PPCD is also known as posterior cortical atrophy (PCA)[3,12] based on predominantly posterior neuroimaging findings and cortical pathologic involvement. Recently, the expression PPCD was suggested[2] because circumscribed atrophy is not universally found, and PPCD is a descriptive expression rather than as anatomopathologic one.
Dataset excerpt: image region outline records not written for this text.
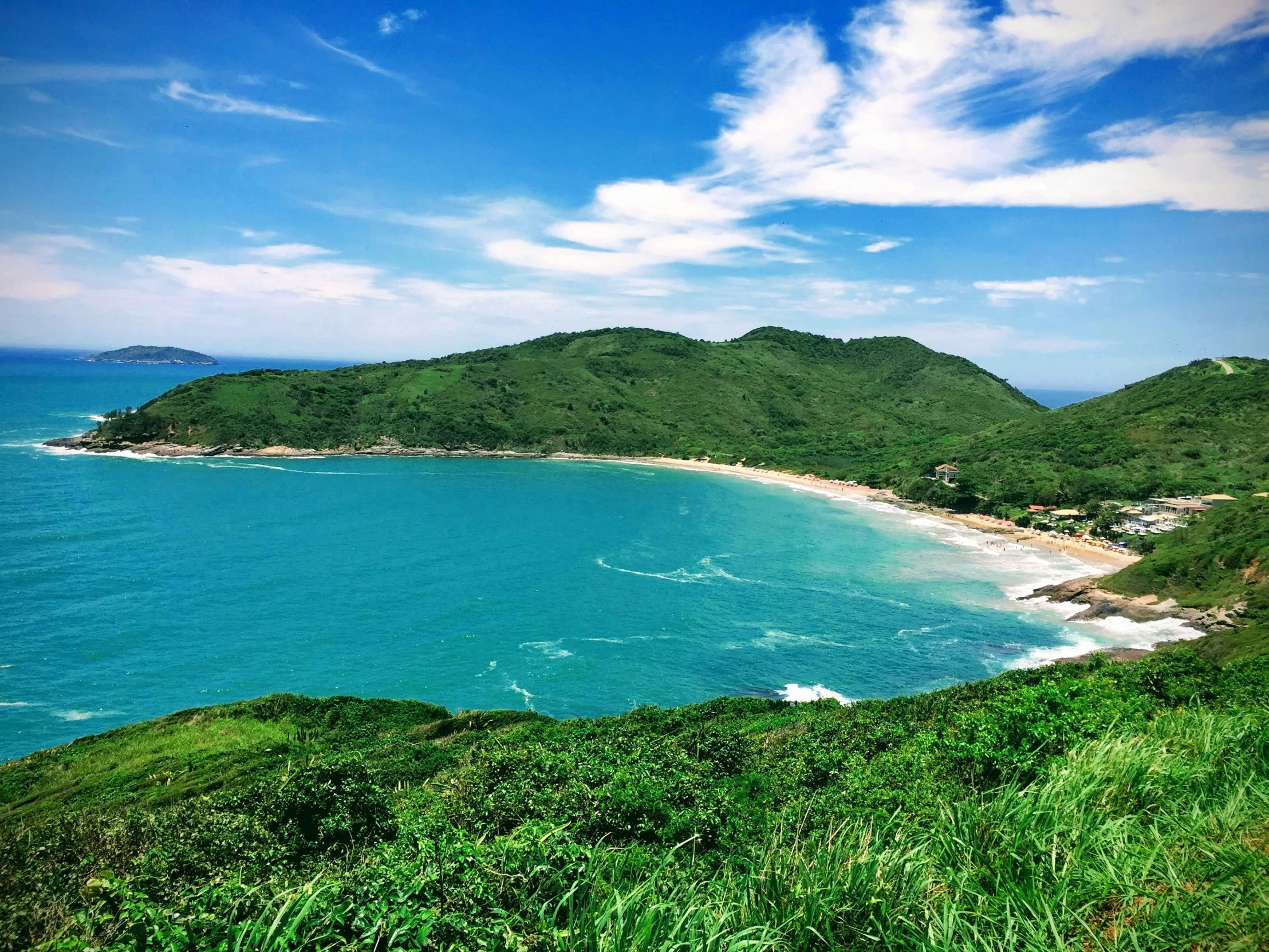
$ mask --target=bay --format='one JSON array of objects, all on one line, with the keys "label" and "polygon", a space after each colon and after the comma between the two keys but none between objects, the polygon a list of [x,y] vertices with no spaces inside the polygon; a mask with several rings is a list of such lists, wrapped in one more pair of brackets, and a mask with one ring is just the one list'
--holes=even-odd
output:
[{"label": "bay", "polygon": [[70,357],[0,352],[0,760],[275,691],[596,716],[891,697],[1164,636],[1016,600],[1089,572],[1068,556],[787,485],[49,451],[180,381],[301,366]]}]

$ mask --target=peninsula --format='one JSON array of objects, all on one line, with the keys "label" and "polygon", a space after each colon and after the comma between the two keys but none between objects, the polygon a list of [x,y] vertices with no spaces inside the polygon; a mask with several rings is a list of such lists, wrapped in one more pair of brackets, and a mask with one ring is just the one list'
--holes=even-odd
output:
[{"label": "peninsula", "polygon": [[201,354],[197,350],[185,350],[179,347],[143,347],[133,345],[119,348],[118,350],[103,350],[99,354],[84,354],[79,360],[91,360],[94,363],[183,363],[195,367],[216,367],[220,364],[214,357]]}]

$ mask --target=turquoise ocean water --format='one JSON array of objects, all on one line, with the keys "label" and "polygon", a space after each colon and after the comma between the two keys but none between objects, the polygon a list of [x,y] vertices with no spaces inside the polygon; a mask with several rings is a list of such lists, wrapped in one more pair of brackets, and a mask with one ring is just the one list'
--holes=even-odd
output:
[{"label": "turquoise ocean water", "polygon": [[[66,358],[0,352],[0,760],[273,691],[603,715],[890,697],[1162,636],[1015,600],[1089,571],[1067,556],[756,480],[49,451],[207,372]],[[216,369],[251,366],[288,364]]]}]

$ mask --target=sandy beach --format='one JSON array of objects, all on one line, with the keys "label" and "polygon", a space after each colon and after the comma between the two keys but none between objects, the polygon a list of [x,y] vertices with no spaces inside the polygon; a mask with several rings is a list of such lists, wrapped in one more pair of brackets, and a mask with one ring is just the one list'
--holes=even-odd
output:
[{"label": "sandy beach", "polygon": [[[66,448],[66,449],[79,449],[81,452],[107,452],[103,448],[98,448],[91,443],[91,433],[85,433],[82,437],[71,437],[66,439],[52,439],[48,440],[47,446]],[[706,459],[678,459],[674,457],[623,457],[623,456],[591,456],[586,453],[523,453],[513,449],[439,449],[433,447],[404,447],[396,440],[383,439],[373,447],[355,448],[355,447],[335,447],[332,449],[297,449],[294,447],[274,446],[274,447],[260,447],[260,448],[246,448],[246,447],[203,447],[203,446],[184,446],[178,443],[166,443],[162,440],[154,440],[150,443],[140,443],[129,446],[126,449],[114,449],[112,452],[122,453],[135,453],[138,456],[161,456],[161,457],[174,457],[174,456],[220,456],[220,457],[253,457],[263,456],[272,458],[287,458],[287,457],[324,457],[324,456],[480,456],[480,457],[503,457],[503,458],[532,458],[532,459],[585,459],[589,462],[617,462],[617,463],[640,463],[643,466],[667,466],[676,470],[695,470],[698,472],[713,472],[728,476],[740,476],[751,480],[764,480],[768,482],[784,482],[789,485],[806,486],[808,489],[815,489],[821,493],[835,493],[840,495],[855,495],[863,496],[865,499],[872,499],[878,503],[888,503],[890,505],[898,506],[901,509],[909,509],[911,512],[919,512],[935,519],[945,519],[948,522],[956,522],[971,529],[977,529],[978,532],[986,532],[994,536],[1000,536],[1009,542],[1016,542],[1022,546],[1034,546],[1036,548],[1047,548],[1052,552],[1063,552],[1074,559],[1079,559],[1090,566],[1099,570],[1115,571],[1124,567],[1126,565],[1132,565],[1140,559],[1137,555],[1129,555],[1123,552],[1112,552],[1101,546],[1091,545],[1079,538],[1070,537],[1055,537],[1043,536],[1038,532],[1032,532],[1030,529],[1020,529],[1013,523],[1008,523],[1003,519],[995,519],[990,515],[977,515],[977,514],[959,514],[948,513],[939,509],[933,509],[928,505],[919,503],[909,503],[907,500],[900,499],[888,489],[874,489],[872,486],[851,486],[846,482],[838,480],[825,480],[815,475],[798,475],[792,472],[778,472],[773,470],[763,470],[754,466],[742,466],[740,463],[726,466],[723,463],[712,463]]]},{"label": "sandy beach", "polygon": [[[571,456],[569,458],[572,458]],[[594,458],[594,457],[577,457],[577,458]],[[1118,571],[1126,565],[1132,565],[1141,556],[1126,553],[1126,552],[1112,552],[1101,546],[1096,546],[1084,539],[1068,538],[1068,537],[1053,537],[1043,536],[1038,532],[1032,532],[1030,529],[1020,529],[1013,523],[1005,522],[1004,519],[995,519],[990,515],[977,515],[977,514],[959,514],[959,513],[947,513],[938,509],[931,509],[926,505],[919,505],[909,503],[900,499],[888,489],[873,489],[871,486],[849,486],[845,482],[839,482],[836,480],[824,480],[819,476],[799,476],[791,472],[773,472],[769,470],[759,470],[747,466],[723,466],[722,463],[709,463],[703,459],[673,459],[669,457],[656,457],[656,458],[629,458],[623,462],[632,463],[654,463],[656,466],[670,466],[679,470],[697,470],[700,472],[717,472],[727,473],[732,476],[744,476],[747,479],[765,480],[769,482],[787,482],[798,486],[807,486],[826,493],[838,493],[841,495],[857,495],[865,499],[872,499],[878,503],[888,503],[902,509],[909,509],[912,512],[920,512],[925,515],[930,515],[938,519],[944,519],[947,522],[954,522],[971,529],[977,529],[978,532],[986,532],[992,536],[1000,536],[1003,539],[1009,542],[1016,542],[1022,546],[1034,546],[1036,548],[1047,548],[1051,552],[1063,552],[1072,559],[1079,559],[1081,562],[1093,565],[1098,569],[1110,571]]]}]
It is essential to rule out primary ophthalmologic causes when diagnosing PPCD.[3] Some proposed diagnostic criteria have been published[3,13] (Table 2).

Table 2

Proposed diagnostic criteria[3].

Core features

• Insidious onset and gradual progression

• Presentation of visual complaints in the absence of significant primary ocular disease explaining the symptoms

• Relative preservation of anterograde memory and insight early in the disorder

• Disabling visual impairment throughout the disorder

• Absence of stroke or tumor

• Absence of early parkinsonism and hallucinations

Any of the following findings

• Simultanagnosia with or without optic ataxia or ocular apraxia

• Constructional dyspraxia

• Visual field defect

• Environmental disorientation

• Any of the elements of Gerstmann syndrome

Supportive features

• Alexia

• Presenile onset

• Ideomotor or dressing apraxia

• Prosopagnosia

Investigations

• Neuropsychological deficits referable to parietal and/or occipital regions

• Focal or asymmetric atrophy in parietal and/or occipital regions on structural imaging

• Focal or asymmetric hypoperfusion/hypometabolism in parietal and/or occipital regions on functional imaging

According to the concept of the syndrome, PPCD can have several etiologies. Atypical presentation of Alzheimer’s disease, with pathological findings, predominantly in dorsal brain areas and relative sparing of the medial temporal lobe, has been the most frequent type of pathology described in autopsy reports. However, corticobasal degeneration, Lewy body dementia and even Creutzfeldt-Jakob disease are all possible etiologies.[2,3] A long-term follow-up of these patients and vigilance for new neurologic symptoms and signs are important because the initial presentation can change over time, defining the diagnosis (for example: a new onset unilateral extra-pyramidal rigidity indicating corticobasal degeneration syndrome, bilateral parkinsonism and visual hallucination supporting the diagnosis of Lewy bodies dementia and so forth). It is noteworthy that partial or complete Balint’s syndrome is one of most characteristic disturbances of PPCD although Balint’s syndrome is more often caused by bilateral infarction in watershed areas between the anterior and posterior cerebral artery circulation, causing damage to occipito-parietal cortex. Hemodynamic mechanisms, mainly sudden and severe hypotension, are often involved in the genesis of this type of stroke.

In conclusion, we believe that this article may contribute by improving the recognition and diagnosis of PPCD, especially among general neurologists and physicians. We also emphasize the need for further clinical, neuropsychological, imaging and neuropathological reports to better the understanding of the peculiar pattern of this degenerative disease.